LLMForge provides configurable support for logging fine-tuning run metrics with Weights & Biases and MLflow starting with llmforge >= 0.5.6

note

The base LLMForge image doesn't come with these logging dependencies. To make use of W&B or MLflow, you must install wandb or mlflow on your Ray cluster. You can also specify these additional requirements in your job config or in the workspace UI. Anyscale also provides the option to build your own image with these additional dependencies on top of the base LLMForge image.

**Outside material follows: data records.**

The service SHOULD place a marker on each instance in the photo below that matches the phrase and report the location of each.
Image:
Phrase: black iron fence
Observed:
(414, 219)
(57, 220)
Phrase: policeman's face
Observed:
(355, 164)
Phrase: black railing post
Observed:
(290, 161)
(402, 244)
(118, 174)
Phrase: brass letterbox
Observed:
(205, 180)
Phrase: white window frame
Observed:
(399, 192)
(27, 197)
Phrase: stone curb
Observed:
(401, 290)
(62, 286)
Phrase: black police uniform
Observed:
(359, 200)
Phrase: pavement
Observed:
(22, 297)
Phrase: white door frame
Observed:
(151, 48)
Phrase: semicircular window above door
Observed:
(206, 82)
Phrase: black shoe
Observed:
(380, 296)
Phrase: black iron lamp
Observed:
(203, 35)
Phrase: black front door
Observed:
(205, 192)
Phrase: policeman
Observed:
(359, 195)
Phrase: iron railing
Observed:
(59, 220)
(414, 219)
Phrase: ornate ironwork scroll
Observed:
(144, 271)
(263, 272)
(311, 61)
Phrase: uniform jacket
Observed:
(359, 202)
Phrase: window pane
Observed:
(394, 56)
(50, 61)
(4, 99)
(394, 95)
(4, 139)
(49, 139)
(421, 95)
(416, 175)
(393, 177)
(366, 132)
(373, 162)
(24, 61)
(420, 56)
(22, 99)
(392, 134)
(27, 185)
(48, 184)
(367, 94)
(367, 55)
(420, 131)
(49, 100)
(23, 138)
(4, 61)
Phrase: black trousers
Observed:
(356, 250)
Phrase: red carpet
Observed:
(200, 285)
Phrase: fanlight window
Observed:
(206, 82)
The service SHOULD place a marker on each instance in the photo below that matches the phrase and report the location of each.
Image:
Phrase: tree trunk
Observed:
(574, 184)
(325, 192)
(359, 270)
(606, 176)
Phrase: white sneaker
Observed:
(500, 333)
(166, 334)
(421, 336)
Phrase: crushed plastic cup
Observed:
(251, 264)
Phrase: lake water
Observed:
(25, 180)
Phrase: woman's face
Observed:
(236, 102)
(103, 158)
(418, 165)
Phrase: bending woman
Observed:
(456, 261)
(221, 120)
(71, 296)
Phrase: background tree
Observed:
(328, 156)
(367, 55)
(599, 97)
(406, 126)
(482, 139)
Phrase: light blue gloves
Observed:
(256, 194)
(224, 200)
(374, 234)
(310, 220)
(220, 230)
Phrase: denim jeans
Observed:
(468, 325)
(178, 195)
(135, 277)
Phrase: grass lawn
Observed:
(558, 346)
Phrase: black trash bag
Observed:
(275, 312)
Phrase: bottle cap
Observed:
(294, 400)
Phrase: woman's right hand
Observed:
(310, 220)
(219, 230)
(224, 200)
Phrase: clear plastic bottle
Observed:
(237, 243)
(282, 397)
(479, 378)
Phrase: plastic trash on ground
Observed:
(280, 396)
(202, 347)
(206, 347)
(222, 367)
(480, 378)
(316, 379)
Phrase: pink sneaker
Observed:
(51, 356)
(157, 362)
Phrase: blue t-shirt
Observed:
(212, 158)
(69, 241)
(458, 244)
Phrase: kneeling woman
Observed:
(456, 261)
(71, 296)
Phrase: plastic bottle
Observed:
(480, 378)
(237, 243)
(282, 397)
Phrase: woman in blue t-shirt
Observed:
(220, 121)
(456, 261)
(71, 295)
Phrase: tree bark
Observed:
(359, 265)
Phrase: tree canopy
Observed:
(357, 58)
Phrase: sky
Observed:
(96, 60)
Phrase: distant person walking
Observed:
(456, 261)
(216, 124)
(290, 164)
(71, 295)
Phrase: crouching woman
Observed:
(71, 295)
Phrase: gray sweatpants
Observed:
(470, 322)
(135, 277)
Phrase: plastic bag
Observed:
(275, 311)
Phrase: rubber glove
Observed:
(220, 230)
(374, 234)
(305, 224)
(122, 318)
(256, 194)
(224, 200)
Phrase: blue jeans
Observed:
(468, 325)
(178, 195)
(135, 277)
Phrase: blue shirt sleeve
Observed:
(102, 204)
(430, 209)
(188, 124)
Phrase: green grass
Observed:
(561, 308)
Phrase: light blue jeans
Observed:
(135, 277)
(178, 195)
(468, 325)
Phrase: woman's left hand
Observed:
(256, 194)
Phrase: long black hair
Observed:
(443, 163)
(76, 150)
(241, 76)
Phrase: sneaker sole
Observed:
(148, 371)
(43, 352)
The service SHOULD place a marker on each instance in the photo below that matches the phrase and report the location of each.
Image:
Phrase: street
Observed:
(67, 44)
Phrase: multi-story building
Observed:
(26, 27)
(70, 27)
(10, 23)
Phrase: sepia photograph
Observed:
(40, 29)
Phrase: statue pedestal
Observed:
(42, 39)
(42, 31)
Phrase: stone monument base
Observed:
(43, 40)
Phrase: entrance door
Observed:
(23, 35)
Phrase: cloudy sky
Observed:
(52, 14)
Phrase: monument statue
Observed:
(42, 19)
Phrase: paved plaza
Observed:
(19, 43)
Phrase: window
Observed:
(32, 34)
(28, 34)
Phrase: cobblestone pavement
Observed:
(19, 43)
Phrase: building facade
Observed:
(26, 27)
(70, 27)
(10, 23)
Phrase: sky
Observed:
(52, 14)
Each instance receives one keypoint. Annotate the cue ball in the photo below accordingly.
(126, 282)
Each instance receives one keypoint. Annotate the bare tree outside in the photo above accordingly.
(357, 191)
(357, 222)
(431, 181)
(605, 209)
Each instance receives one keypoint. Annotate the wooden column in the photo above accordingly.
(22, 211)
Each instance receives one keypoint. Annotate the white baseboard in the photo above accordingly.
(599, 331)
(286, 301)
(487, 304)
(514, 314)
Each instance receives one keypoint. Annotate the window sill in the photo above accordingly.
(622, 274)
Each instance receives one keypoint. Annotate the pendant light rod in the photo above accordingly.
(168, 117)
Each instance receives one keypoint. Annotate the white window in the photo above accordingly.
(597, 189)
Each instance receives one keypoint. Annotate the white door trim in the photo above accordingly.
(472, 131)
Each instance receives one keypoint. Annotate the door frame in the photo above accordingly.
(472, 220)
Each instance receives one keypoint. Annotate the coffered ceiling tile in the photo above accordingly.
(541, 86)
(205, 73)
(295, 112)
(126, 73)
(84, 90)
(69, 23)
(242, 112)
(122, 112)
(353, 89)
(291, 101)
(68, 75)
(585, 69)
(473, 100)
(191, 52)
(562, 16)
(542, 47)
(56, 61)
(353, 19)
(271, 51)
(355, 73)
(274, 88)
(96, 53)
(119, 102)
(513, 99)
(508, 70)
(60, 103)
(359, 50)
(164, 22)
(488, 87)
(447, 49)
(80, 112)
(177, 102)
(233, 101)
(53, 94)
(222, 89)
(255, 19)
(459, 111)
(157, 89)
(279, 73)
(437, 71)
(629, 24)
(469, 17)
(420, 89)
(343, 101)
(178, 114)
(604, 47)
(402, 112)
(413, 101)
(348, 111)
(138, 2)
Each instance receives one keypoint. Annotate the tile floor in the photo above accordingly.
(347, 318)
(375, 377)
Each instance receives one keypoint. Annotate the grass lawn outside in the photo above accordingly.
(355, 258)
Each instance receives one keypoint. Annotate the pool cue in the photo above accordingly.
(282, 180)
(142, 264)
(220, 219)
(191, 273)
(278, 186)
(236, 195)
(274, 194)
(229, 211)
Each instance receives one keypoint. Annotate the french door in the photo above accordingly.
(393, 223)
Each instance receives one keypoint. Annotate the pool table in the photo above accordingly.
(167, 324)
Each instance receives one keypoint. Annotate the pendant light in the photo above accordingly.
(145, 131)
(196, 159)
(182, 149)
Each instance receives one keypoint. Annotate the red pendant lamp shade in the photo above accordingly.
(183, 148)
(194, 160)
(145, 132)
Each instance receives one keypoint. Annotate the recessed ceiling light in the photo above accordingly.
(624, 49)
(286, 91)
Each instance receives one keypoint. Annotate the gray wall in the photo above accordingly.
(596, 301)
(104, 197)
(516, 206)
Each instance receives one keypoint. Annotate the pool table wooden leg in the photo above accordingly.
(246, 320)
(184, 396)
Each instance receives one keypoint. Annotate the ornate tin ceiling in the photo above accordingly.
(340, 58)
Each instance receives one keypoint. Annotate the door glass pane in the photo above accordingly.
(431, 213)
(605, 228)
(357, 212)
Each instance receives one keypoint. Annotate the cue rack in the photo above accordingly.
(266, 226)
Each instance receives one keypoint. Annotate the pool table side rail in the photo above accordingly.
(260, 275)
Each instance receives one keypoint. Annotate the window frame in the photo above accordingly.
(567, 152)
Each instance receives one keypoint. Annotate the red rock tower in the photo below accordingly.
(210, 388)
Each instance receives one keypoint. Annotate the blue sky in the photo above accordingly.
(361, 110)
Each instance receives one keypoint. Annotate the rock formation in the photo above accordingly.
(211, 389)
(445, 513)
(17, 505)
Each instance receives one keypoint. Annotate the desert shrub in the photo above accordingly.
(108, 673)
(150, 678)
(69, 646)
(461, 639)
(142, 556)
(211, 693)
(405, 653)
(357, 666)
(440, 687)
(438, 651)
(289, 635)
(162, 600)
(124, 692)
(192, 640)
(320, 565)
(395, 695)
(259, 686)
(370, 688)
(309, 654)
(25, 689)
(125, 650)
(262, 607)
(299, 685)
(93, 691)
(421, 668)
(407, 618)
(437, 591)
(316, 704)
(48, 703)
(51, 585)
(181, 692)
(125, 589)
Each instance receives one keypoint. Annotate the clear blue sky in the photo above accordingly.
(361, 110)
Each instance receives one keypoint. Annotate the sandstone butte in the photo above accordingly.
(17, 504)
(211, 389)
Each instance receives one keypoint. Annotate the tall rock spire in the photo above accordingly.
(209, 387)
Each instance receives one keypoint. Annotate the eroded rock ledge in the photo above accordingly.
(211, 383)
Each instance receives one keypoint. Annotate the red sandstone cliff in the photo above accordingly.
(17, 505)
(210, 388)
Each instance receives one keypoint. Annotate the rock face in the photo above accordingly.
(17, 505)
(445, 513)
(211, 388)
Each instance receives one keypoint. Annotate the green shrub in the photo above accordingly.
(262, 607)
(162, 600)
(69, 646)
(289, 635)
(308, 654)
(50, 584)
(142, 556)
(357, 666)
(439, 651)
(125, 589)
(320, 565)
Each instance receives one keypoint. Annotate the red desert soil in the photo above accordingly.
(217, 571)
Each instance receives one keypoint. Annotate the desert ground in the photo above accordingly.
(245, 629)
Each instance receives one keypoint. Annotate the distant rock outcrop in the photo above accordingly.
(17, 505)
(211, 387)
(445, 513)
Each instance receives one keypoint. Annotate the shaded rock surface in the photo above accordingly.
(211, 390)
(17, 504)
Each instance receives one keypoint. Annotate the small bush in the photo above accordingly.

Weights & Biases Integration

To get started with W&B, you can simply pip install wandb which installs wandb across your cluster. If submitting as a job, you must specify wandb as an additional requirement in your job config.

Authentication

You can authenticate by setting the WANDB_API_KEY environment variable. You can use the dependencies tab if using Workspaces as shown in the example below, or by setting WANDB_API_KEY in the env_vars of the JobConfig if submitting a fine tuning run as a job. Enabling Weights and Biases without first setting the WANDB_API_KEY results in an error.

assets

Configuring a fine-tuning run

logger:
provider: wandb
provider_config:
project: llmforge # wandb project (default set to `llmforge`)
group: my_run_group # optional wandb group (default set to model id)
name: my_custom_run_name # optional wandb run name (default set to generated model tag)
tags: # optional list of tags for the run, base model and generated model_tag are included by default
- custom_tag1
- custom_tag2
rank_zero_only: True # logs only on the rank 0 device if True

When starting a fine tuning run using llmforge anyscale finetune, enable W&B logging by setting the logger provider to wandb. Additionally, you can set the provider_config to specify project, group, name, and tags. By default the W&B project is llmforge, and run names are automatically generated. You can also toggle the option to log with W&B on just the rank 0 device, or on all devices by changing rank_zero_only, which is True by default. You can find full config specifications at the API reference, and documentation for W&B at the W&B docs page.

Quickstart

The minimum config change you need to start logging with W&B is to specify wandb as the provider in the logger field.

logger:
provider: wandb

By default the base model and generated model tag are automatically set as tags for the W&B run, and the run name is also set to the unique model tag.

assets

The example below shows the metrics that W&B logs by default:

assets

MLflow Integration

To get started with MLflow, make sure to install the mlflow Python package in the same way as shown for wandb. LLMforge only supports logging metrics with MLflow, and doesn't support logging models with the MLflow model registry.

Authentication

To authenticate with MLflow, set the MLFLOW_TRACKING_TOKEN environment variable using the same instructions as for setting the WANDB_API_KEY.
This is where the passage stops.